Jews Must Speak up Against MCPS’s Skyrocketing Antisemitism

Margery Smelkinson

By Margery Smelkinson and Lisa R. Miller

Antisemitism isn’t just terrorist atrocities in Israel, sporadic assaults in Europe, or a scourge on elite college campuses. Tragically, it also lives among us, right here in Montgomery County Public Schools. Anti-Jewish hate is an ugly reality in our schools and our experiences as an MCPS parent and an educator have shown us that our county leaders are not going to fix this of their own volition. Since no one else will do it for us, Montgomery County’s Jewish community must come together in solidarity to guarantee the safety of Jewish children and staff within our public schools.

Lisa R. Miller

Even before the terrorist attack on Israel, statistics in MCPS revealed that 61% of all hate/bias incidents in MCPS targeted the Jewish community, despite Jews comprising only about 10% of the population. Since Oct. 7, the situation has worsened, with over 73 reported incidents of antisemitism in MCPS.

These are not just lone wolf incidents. Just in the last two months, at least six high schools have held anti-Israel walkouts, many of which were mired in antisemitic signs, slogans and speeches with references to “genocide,” “intifada” and “the Zionist occupation.”

Nor is antisemitism in the halls of MCPS confined just to the student body. Three MCPS staff members were put on administrative leave for posting antisemitic content on their social media platforms, including blood libel and denials of the Oct. 7 attack. An additional educator was found signing her work emails with “From the river to the sea, Palestine will be free,” a phrase calling for the destruction of Israel. Despite being removed from the classroom, municipal employee protections make it likely they will eventually be back in classrooms.

These are the stories that have made the news; unfortunately, the overwhelming majority have slipped under the radar. A Jewish student that routinely received a Hitler salute as he walked down the hallway. The young child who regularly had his yarmulke snatched off his head. An elementary schooler who was told by a classmate, “I hate all Jews.” The cyberbullying of a high schooler simply for being Jewish. An educator dissuaded from filing a hate and bias complaint because antisemitic speech sometimes falls into the “free speech” category (even though this wasn’t). And many, many more.

Unfortunately, too many parents and staff refrain from reporting because the process is lengthy, bureaucratic and opaque. And in the end, the results are often unjust and unsatisfying.
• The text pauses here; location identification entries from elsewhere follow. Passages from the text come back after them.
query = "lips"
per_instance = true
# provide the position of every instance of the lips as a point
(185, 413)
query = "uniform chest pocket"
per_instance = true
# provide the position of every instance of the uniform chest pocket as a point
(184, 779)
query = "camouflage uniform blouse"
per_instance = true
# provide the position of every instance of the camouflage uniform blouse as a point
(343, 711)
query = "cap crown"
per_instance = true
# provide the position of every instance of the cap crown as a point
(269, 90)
Incomplete reporting obscures the scale and severity of the problem, which, in turn, promotes a disconcerting yet widespread reluctance within the Jewish community to assert their voice in the face of blatant Jew-hatred.
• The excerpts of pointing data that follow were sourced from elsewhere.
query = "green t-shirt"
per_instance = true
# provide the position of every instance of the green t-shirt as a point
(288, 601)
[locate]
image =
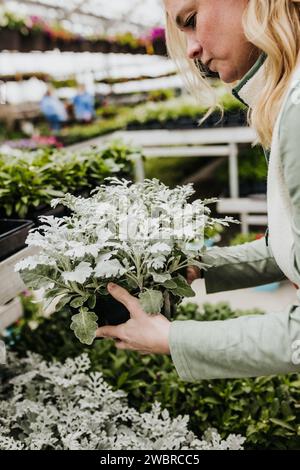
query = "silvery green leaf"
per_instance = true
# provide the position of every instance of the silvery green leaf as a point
(81, 273)
(63, 302)
(92, 301)
(38, 278)
(78, 302)
(161, 278)
(109, 268)
(160, 248)
(170, 284)
(151, 301)
(183, 289)
(84, 325)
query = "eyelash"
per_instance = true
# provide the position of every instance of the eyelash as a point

This reluctance is primarily driven by concerns of potential retaliation and apprehensions about being aligned with the conservative perspective on an issue. But there should be nothing conservative-coded about fighting antisemitism. American Jews have long been on the battle lines of the wars to achieve tolerance throughout our history. We have bravely fought on the battle lines to banish hatred and bigotry and many of us use these words verbatim in seeking Hashem’s protection for the United States. Our bona fides are good and our conscience clear, we can and must address these issues when they affect our own people.

To advocate for reforms, to shine a spotlight on these routine antisemitic occurrences, and above all, to encourage those in the county to speak up when an incident occurs, we have formed two grassroots groups in Montgomery Country composed of educators, parents, students, clergy and community members.

The Montgomery County Jewish Educators Alliance is pushing to reform district policies. MCJEA’s proposals encompass enriching the English and Social Studies curricula to include discussions about Judaism and requiring the reading of texts like “The Diary of Anne Frank” and “Night” by Elie Wiesel. They are also demanding a staff training framework addressing antisemitism, a Title VI director to oversee responses to hate-based incidents, an online dashboard to monitor occurrences and a class on proper social media use and source vetting.

The Maryland Jewish Alliance complements these efforts by actively engaging in letter writing campaigns, tracking legislation, collaborating with local representatives and MCPS administrators and participating in Board of Education meetings to enhance stakeholder involvement.

History has long demonstrated that laying low and staying silent will not protect the Jewish people from antisemitism. Left unchallenged, antisemitism has a tendency to spread like a wicked conflagration. It certainly won’t stay contained to the public schools. We need everyone to fight the fires of antisemitism: teachers and staff, clergy and legislators, parents, students and community members. The more vocal and unembarrassed advocates we become for a school system free of antisemitism, the sooner we can make it a reality.

Margery Smelkinson, Ph.D., is a parent of students in MCPS and a leader of the Maryland Jewish Alliance.

Lisa R. Miller is an educator in MCPS and a leader of Montgomery County Jewish Educators Alliance.